RTS crash with 9.8.1
Summary
I'm working on implementing a production system via a rete network, using STM. When I add certain productions, I get an exception thrown due to a lens
Fold
folding an empty list. When trying to debug this in GHCi I added a breakpoint to the function where the empty Fold occurs, and before the Fold even happens, about two seconds after hitting the breakpoint, GHCi crashes with the following:
ghci> :break Rete.ReteEffect.matchFromToken
Breakpoint 0 activated at src/Rete/ReteEffect.hs:(437,34)-(470,85)
ghci> import ForTesting
ghci> testCommand "add rules {\"rule\" (state <snake> * *) (<n1> <n2> <n3>) (<c> <g> <b>) --> (<n1> <n2> <n3>) (<c> <g> <b>)}"
Stopped in Rete.ReteEffect.matchFromToken, src/Rete/ReteEffect.hs:(437,34)-(470,85)
_result :: Sem r Core.WME.RuleMatch = _
tok :: Core.WME.WMEToken ? Core.WME.IsProductionToken = _
token :: Rete.Types.Tokens.WMEToken' Core.WME.WMEMetadata = _
[src/Rete/ReteEffect.hs:(437,34)-(470,85)] ghci> <interactive>: internal error: evacuate: strange closure type 636340344
Stack trace:
0x7fffef73027f set_initial_registers (/nix/store/20m2ha1x3rq3aiwg87asapqxv2hzgzw1-ghc-9.8.1/lib/ghc-9.8.1/lib/x86_64-linux-ghc-9.8.1/libHSrts-1.0.2_thr-ghc9.8.1.so)

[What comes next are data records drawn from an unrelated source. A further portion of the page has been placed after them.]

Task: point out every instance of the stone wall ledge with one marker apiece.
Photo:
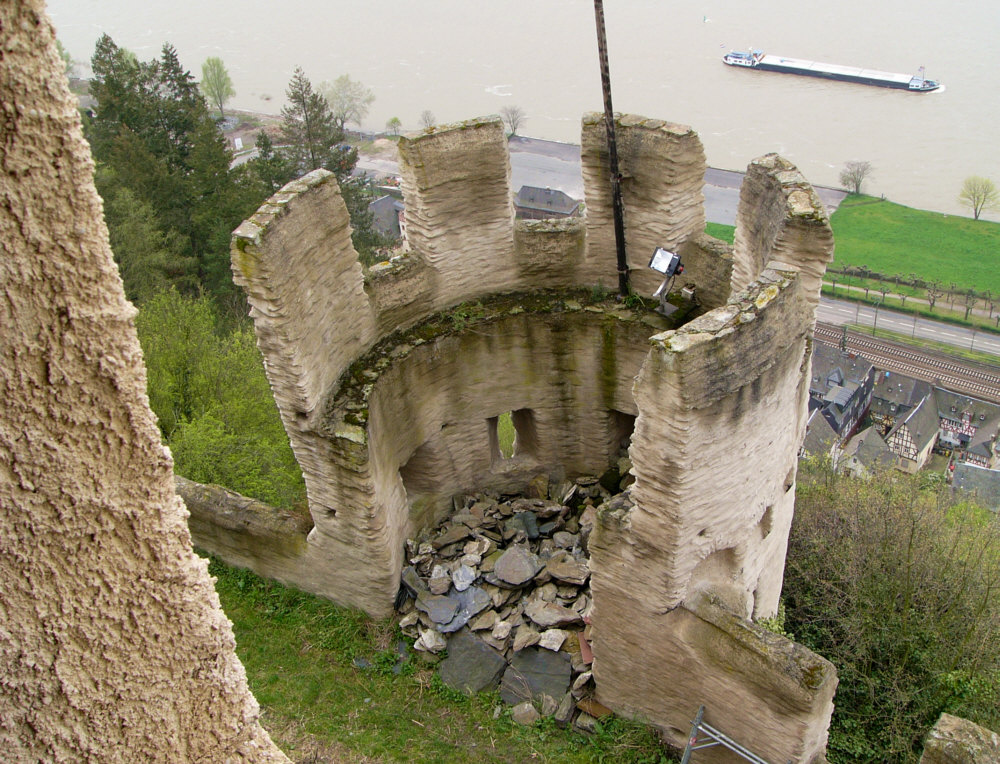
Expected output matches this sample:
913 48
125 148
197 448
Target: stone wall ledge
798 669
347 403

0x7fffee1de088 dwfl_thread_getframes (/nix/store/8hy9xdnczdpn846qpsybwlpk5l607lbj-elfutils-0.189/lib/libdw-0.189.so)
0x7fffee1ddbdb get_one_thread_cb (/nix/store/8hy9xdnczdpn846qpsybwlpk5l607lbj-elfutils-0.189/lib/libdw-0.189.so)

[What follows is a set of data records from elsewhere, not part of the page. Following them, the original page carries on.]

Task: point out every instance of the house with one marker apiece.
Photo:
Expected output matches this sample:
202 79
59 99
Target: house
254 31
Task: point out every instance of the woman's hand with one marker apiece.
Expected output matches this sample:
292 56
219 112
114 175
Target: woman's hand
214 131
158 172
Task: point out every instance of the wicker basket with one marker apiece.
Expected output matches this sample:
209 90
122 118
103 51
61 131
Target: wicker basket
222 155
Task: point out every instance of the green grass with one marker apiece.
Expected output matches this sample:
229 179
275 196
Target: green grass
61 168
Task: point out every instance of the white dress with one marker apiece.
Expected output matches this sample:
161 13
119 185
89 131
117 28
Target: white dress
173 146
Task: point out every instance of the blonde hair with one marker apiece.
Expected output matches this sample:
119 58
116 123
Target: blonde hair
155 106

0x7fffee1ddeea dwfl_getthreads (/nix/store/8hy9xdnczdpn846qpsybwlpk5l607lbj-elfutils-0.189/lib/libdw-0.189.so)
0x7fffee1de417 dwfl_getthread_frames (/nix/store/8hy9xdnczdpn846qpsybwlpk5l607lbj-elfutils-0.189/lib/libdw-0.189.so)

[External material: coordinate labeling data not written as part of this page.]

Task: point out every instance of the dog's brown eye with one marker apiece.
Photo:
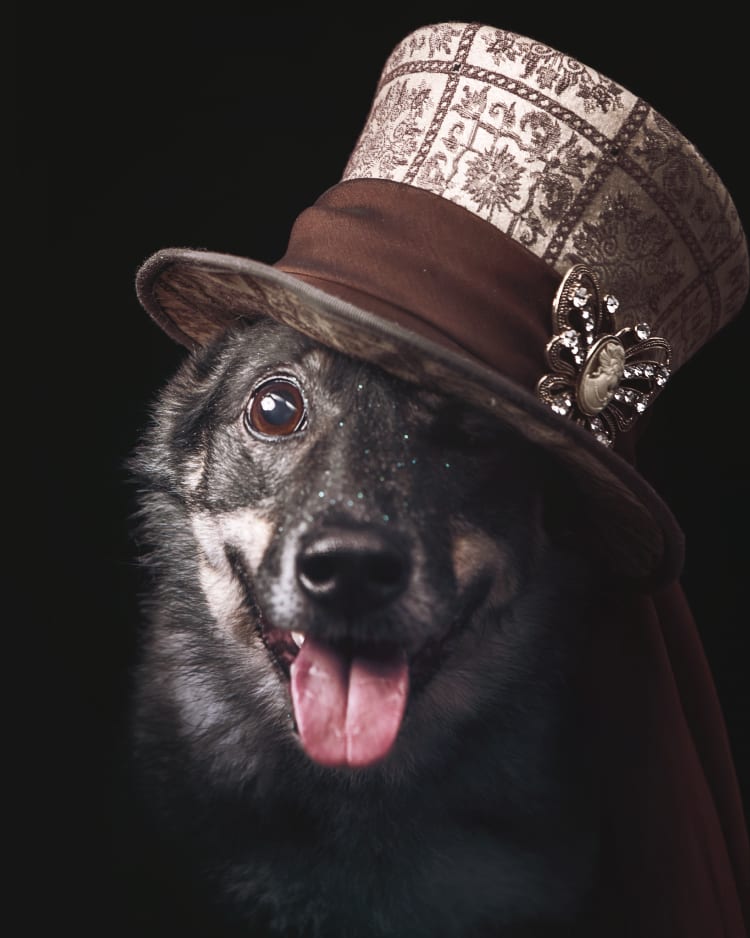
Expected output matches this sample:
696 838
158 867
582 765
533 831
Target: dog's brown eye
276 408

0x7fffef730887 libdwGetBacktrace (/nix/store/20m2ha1x3rq3aiwg87asapqxv2hzgzw1-ghc-9.8.1/lib/ghc-9.8.1/lib/x86_64-linux-ghc-9.8.1/libHSrts-1.0.2_thr-ghc9.8.1.so)
0x7fffef73902d rtsFatalInternalErrorFn (/nix/store/20m2ha1x3rq3aiwg87asapqxv2hzgzw1-ghc-9.8.1/lib/ghc-9.8.1/lib/x86_64-linux-ghc-9.8.1/libHSrts-1.0.2_thr-ghc9.8.1.so)
0x7fffef739200 barf (/nix/store/20m2ha1x3rq3aiwg87asapqxv2hzgzw1-ghc-9.8.1/lib/ghc-9.8.1/lib/x86_64-linux-ghc-9.8.1/libHSrts-1.0.2_thr-ghc9.8.1.so)
0x7fffef716171 evacuate1 (/nix/store/20m2ha1x3rq3aiwg87asapqxv2hzgzw1-ghc-9.8.1/lib/ghc-9.8.1/lib/x86_64-linux-ghc-9.8.1/libHSrts-1.0.2_thr-ghc9.8.1.so)
0x7fffef71beac scavenge_block1 (/nix/store/20m2ha1x3rq3aiwg87asapqxv2hzgzw1-ghc-9.8.1/lib/ghc-9.8.1/lib/x86_64-linux-ghc-9.8.1/libHSrts-1.0.2_thr-ghc9.8.1.so)
0x7fffef7658b7 scavenge_loop1 (/nix/store/20m2ha1x3rq3aiwg87asapqxv2hzgzw1-ghc-9.8.1/lib/ghc-9.8.1/lib/x86_64-linux-ghc-9.8.1/libHSrts-1.0.2_thr-ghc9.8.1.so)
0x7fffef75a702 scavenge_until_all_done (/nix/store/20m2ha1x3rq3aiwg87asapqxv2hzgzw1-ghc-9.8.1/lib/ghc-9.8.1/lib/x86_64-linux-ghc-9.8.1/libHSrts-1.0.2_thr-ghc9.8.1.so)
0x7fffef75c193 GarbageCollect (/nix/store/20m2ha1x3rq3aiwg87asapqxv2hzgzw1-ghc-9.8.1/lib/ghc-9.8.1/lib/x86_64-linux-ghc-9.8.1/libHSrts-1.0.2_thr-ghc9.8.1.so)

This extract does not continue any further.